Alcorn wondered how a woman like herself, with a loving husband, a supportive boss, three healthy kids, and a good income, was unable to manage the demands of having a career and a family. Over time, she realized that she wasn’t alone; many women were struggling to do it all—and feeling as if they were somehow failing as a result.
Mothers are the breadwinners in two-thirds of American families, yet the American workplace is uniquely hostile to the needs of parents. Weaving in surprising research about the dysfunction between the careers and home lives of working mothers, as well as the consequences to women’s health, Alcorn tells a deeply personal story about “having it all,” failing miserably, and what comes after. Ultimately, she offers readers a vision for a healthier, happier, and more productive way to live and work.
So, not a holiday read, but, IMO, a very apropos read during what is, sadly, my least favorite time of year. I hate that I hate the holidays, but I do hate them because, at least in my case, they take what is already a tenuous balance of working, taking care of a home and family, finding time to exercise and write and just breathe and enjoy life and throw it into a tailspin when the season throws a bunch more must-dos into the equation: shopping for gifts. Ordering and sending holiday cards. Fluffing each and every branch of the tree then figuring out how to decorate it–knowing all the while that, in a few weeks, the whole thing will have to be dismantled and put away. Navigating a bunch of holiday parties and other stuff that’s fun but also adds another layer of complexity to the calendar. All while plowing through what, for me, is the busiest time of the year at work, juggling volunteer responsibilities that seemed like a good idea at the time but when added to the holiday frenzy just seem like too much. Then add in some health issues, which of course, I, the medical procrastinator, endure and stress about, willing them to just disappear magically rather than take the time to find a doctor, make the appointments and go. So here I am, a few weeks out from Christmas, Googling “vertigo home cure” while the world spins around me and I plow through work and gift-buying and presentation-preparing and all the other things that have to happen before the calendar turns over to a fresh new year.
It occurred to me as I thought about this in the shower the other day, Christmas or holiday-hating is kind of a shameful secret the same way dealing with mental health issues is. Admitting you hate this time of year is like admitting you have postpartum depression after the birth of a healthy baby or that you suffer from depression even though, to an outsider, your life looks pretty great. You’re a Scrooge and a Grinch if you hate Christmas and can’t just embrace the holiday spirit and feel dizzy with happiness over the frenzy of holiday cookie baking and decorating and gift wrapping and decorating and celebrating, of racking up bills for stuff you and your kids don’t really need, of stressing over just the right photos to include on your holiday card and getting the timing right so they actually arrive during the holidays…and on and on and on.
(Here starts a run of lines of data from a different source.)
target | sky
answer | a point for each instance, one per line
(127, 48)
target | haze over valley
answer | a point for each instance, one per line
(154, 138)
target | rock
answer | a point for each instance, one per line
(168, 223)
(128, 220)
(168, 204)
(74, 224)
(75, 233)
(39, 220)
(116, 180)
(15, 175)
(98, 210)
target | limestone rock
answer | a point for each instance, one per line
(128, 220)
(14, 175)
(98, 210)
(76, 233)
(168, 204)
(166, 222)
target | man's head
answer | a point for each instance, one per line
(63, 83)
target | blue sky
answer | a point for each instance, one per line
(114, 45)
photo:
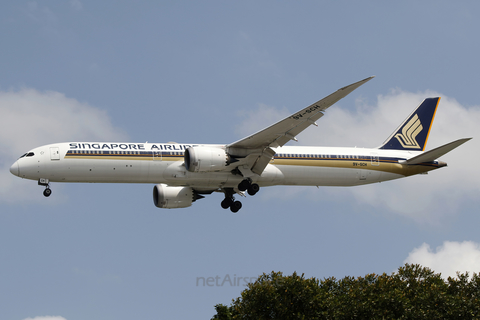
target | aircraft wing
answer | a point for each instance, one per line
(257, 147)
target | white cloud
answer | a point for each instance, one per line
(31, 118)
(46, 318)
(449, 258)
(424, 198)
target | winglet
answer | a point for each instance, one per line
(413, 133)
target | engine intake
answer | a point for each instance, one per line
(173, 197)
(205, 159)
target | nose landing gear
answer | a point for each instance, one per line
(44, 182)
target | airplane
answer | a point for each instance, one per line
(184, 173)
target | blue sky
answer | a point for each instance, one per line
(214, 72)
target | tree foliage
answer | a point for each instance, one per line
(413, 292)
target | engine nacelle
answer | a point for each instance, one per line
(205, 159)
(173, 197)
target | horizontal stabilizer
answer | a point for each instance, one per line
(436, 153)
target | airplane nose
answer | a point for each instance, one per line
(14, 169)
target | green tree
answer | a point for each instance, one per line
(414, 292)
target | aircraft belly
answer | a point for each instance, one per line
(331, 176)
(106, 171)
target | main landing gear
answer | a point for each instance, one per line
(251, 188)
(229, 201)
(44, 182)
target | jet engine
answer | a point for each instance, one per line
(173, 197)
(204, 159)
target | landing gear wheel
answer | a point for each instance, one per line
(236, 205)
(226, 203)
(253, 189)
(244, 185)
(47, 192)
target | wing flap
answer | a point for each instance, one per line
(287, 129)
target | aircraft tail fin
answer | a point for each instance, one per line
(413, 133)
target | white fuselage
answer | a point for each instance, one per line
(164, 163)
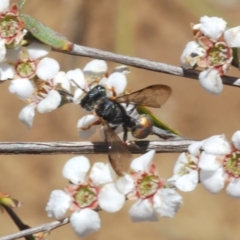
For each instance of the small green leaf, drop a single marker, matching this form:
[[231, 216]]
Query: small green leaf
[[156, 122], [45, 34], [21, 4]]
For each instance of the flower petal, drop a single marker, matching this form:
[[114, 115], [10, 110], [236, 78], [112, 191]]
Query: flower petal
[[117, 81], [7, 71], [110, 199], [212, 27], [22, 87], [232, 37], [183, 160], [192, 54], [27, 114], [47, 68], [3, 50], [75, 169], [84, 123], [101, 173], [85, 222], [4, 5], [166, 202], [142, 211], [211, 81], [217, 145], [210, 162], [236, 140], [142, 163], [195, 148], [62, 79], [213, 181], [233, 188], [125, 184], [58, 204], [50, 103], [78, 77], [187, 182], [37, 50]]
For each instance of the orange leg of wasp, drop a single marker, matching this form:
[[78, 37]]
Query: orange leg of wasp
[[98, 122]]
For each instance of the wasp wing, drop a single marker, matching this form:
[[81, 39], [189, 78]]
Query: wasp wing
[[151, 96], [118, 153]]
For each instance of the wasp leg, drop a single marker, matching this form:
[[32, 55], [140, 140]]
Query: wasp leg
[[98, 122], [125, 133]]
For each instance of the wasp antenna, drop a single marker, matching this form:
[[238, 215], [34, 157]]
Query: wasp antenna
[[78, 86]]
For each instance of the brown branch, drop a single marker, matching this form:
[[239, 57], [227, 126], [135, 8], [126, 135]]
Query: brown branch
[[142, 63], [163, 146], [42, 228]]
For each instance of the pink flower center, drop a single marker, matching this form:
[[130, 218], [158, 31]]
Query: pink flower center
[[85, 196], [147, 185], [26, 68], [231, 164], [218, 54]]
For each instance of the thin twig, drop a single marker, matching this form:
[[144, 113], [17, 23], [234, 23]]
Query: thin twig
[[42, 228], [17, 220], [142, 63], [163, 146]]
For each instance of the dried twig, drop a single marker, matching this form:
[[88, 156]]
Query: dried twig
[[161, 146], [42, 228], [142, 63]]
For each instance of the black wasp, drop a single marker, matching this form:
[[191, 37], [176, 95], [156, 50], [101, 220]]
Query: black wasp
[[112, 112]]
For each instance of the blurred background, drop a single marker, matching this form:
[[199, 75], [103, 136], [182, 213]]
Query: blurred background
[[156, 30]]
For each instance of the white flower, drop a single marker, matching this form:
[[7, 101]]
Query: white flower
[[43, 95], [85, 195], [212, 50], [185, 172], [4, 5], [219, 164], [144, 184]]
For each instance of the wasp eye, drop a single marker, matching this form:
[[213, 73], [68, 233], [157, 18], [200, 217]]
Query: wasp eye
[[194, 55], [143, 127]]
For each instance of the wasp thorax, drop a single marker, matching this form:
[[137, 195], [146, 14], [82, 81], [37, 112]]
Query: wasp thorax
[[143, 127]]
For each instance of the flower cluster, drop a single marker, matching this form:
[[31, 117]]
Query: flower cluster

If I had an elf who could magically take care of all these holiday things I might feel differently, but I don’t, so I guess it is what it is.
Sorry for the Christmas-ruining rant there…and back to books. The good news is that I’m almost going to meet my 2015 reading challenge of 50 books–I’m currently reading #47, and there were some good ones in there. Someday after the holiday crazy has passed I’ll get around to recommending some…but in the meantime, if you’re a parent, read Maxed Out and let me know what you think.